Updated at the bottom with Governor Brown vetoing AB 375.

A bill sits on Jerry Brown's desk that might help predator teachers, maybe even an El Sereno Elementary School teacher who allegedly touched, fondled and kissed girls on the lips — and had been arrested in 2010 for sexual battery, child annoyance and lewd acts (but the DA dropped the charges because the evidence wasn't strong enough.)

Accusations against, and prosecutions of, teachers have become troubling and common news in L.A. schools. Last year, a bill to allow faster firings of alleged sexual abuser, drug abuser and physical abuser teachers, Senate Bill 1530, was killed under pressure from the California Teachers Association. Now, legislators have hatched Assembly Bill 375 to help rid schools of frightening teachers. Here's what they came up with:

Democrat Joan Buchanan pushed through AB 375, calling it a sensible reform.

But Jessica Hsiang Ng, regional press secretary for Students First, which fights for students' rights to a decent education, tells us that the bill actually makes it harder to dismiss teachers accused of immoral conduct.

She's praying Jerry Brown doesn't sign AB 375.

“California kids don't need a teacher dismissal bill they need a child protection bill,” Ng says.

Joan Buchanan helped shoot down 2012's major reform on sex pervert teachers.; Credit: State of California

Joan Buchanan helped shoot down 2012's major reform on sex pervert teachers.; Credit: State of California

Last year, state Sen. Alex Padilla of Los Angeles wrote SB 1530, a far tougher bill, but Buchanan voted against it and four other Democrats (Betsy Butler, Mike Eng, Das Williams and Wilmer Amina Carter) abstained, thus killing Padilla's bill.

See also, “Why California Democrats Protect Sex Abuser Teachers.”

Education reformers claim the Democrats feared the California Teachers Association, which vociferously opposed Padilla's reforms. Among things, CTA complained that teachers would have to cut short their vacations to respond to allegations of child abuse under his law.

SB 1530 focused on dismissing teachers accused of sexual abuse of children, drug abuse involving children and violence against children. Among other things, it would have allowed the use of evidence against teachers that was more than four years old.

By contrast, AB 375 prohibits the use of evidence more than four years old and places a new, seven-month time limit on school districts to bring a hearing against an accused teacher. Today the average time it takes districts to hold a hearing is eight to 14 months, meaning many sex abuse cases could fall between the cracks under AB 375.

“There's no average on these things,” says Dennis Meyers, executive director of government relations at the California School Board Association. “The Office of Administrative Hearings is so overworked. There is no capacity to do that [assure teacher hearings within seven months].”

In addition, AB 375's prohibition on evidence older than four years could exclude some egregious cases of teacher molestation reported in California in which teachers were abusing children over many years' time.

Another big problem, according to Students First, is that AB 375:

“… creates an unintended, perverse incentive for districts to delay the filing of dismissal charges. Districts have to get the charges exactly right before filing because they won't be able to add charges later that would prejudice the accused teacher.”
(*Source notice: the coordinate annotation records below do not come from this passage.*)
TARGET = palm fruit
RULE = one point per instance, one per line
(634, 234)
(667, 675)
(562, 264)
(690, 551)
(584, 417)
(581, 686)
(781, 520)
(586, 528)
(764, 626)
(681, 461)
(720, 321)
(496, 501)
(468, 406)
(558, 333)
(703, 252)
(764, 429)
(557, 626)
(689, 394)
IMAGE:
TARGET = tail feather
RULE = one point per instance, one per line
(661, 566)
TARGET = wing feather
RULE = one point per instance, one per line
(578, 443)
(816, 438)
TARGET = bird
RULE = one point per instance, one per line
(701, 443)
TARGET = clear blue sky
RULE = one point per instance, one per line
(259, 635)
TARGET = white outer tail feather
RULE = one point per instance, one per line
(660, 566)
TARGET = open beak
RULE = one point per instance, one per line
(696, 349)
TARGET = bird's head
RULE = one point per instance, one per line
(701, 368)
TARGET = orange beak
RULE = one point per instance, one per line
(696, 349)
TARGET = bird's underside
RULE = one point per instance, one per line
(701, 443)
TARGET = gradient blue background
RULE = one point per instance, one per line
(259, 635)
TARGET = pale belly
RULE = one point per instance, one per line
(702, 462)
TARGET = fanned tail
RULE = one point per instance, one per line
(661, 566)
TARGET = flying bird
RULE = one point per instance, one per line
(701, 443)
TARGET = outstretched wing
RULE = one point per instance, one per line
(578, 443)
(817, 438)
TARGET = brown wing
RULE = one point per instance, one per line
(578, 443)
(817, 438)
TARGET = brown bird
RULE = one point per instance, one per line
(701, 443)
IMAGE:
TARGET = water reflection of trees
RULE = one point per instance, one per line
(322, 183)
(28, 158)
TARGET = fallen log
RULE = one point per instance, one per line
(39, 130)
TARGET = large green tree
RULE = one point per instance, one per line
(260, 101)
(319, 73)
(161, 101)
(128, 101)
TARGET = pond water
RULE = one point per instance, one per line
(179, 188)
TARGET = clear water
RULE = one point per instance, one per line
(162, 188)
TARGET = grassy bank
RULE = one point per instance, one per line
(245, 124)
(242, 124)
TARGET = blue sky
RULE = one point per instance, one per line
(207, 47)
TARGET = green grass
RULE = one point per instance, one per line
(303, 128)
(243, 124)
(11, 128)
A third major group, the Association for California School Administrators, has also urged Brown to wield his veto pen. Wesley Smith, the group's executive director, said in a statement:

“Because of the timelines and procedural barriers contained in AB 375, it may compel school districts to pay a teacher to leave for immoral or unprofessional conduct rather than move to dismissal. This protects the adults over our students' safety.”

The CTA's bill also restricts the number of depositions against teachers to five witnesses. If the accuser acts as one witness, that means just four other victims or witnesses can tell their stories.

Meyers says this limitation is being promoted as a way to streamline the process.

Meyers says Brown has until Oct. 13 to sign or veto the bill.

Critics of the CTA say Buchanan's law is a case of a huge political special interest getting in the way of actually solving a problem.

CTA could not be reached for comment, but its president Dean E. Vogel issued a statement earlier this month:

“We wholeheartedly support a safe learning environment for our students. Passage of AB 375 addresses our concerns of keeping students safe, safeguarding the integrity of the profession, and protecting the rights of educators. Students and families in our communities can be reassured knowing there are immediate protections for students and a streamlined and shortened dismissal process to ensure charges against teachers are handled fairly and in a timely manner.”

[Update at 12:35 p.m. October 14]: The governor vetoed AB 375 on October 10, singling out two key sections of the law that gave him pause, probably in light of alleged serial sex-abuser cases involving classroom teachers in California that unfolded over time and involved multiple children.

Jerry Brown:

“I am particularly concerned that limiting the number of depositions to five per side, regardless of the circumstances, and restricting a [school] district's ability to amend charges, even if new evidence comes to light, may do more harm than good.”

L.A. Supe John Deasy reacted to AB 375's veto, telling a blogger at LA School Report, “I appreciate the governor, in my opinion, making a wise decision. I hope that we can get a better bill as soon as possible in the next legislative session.”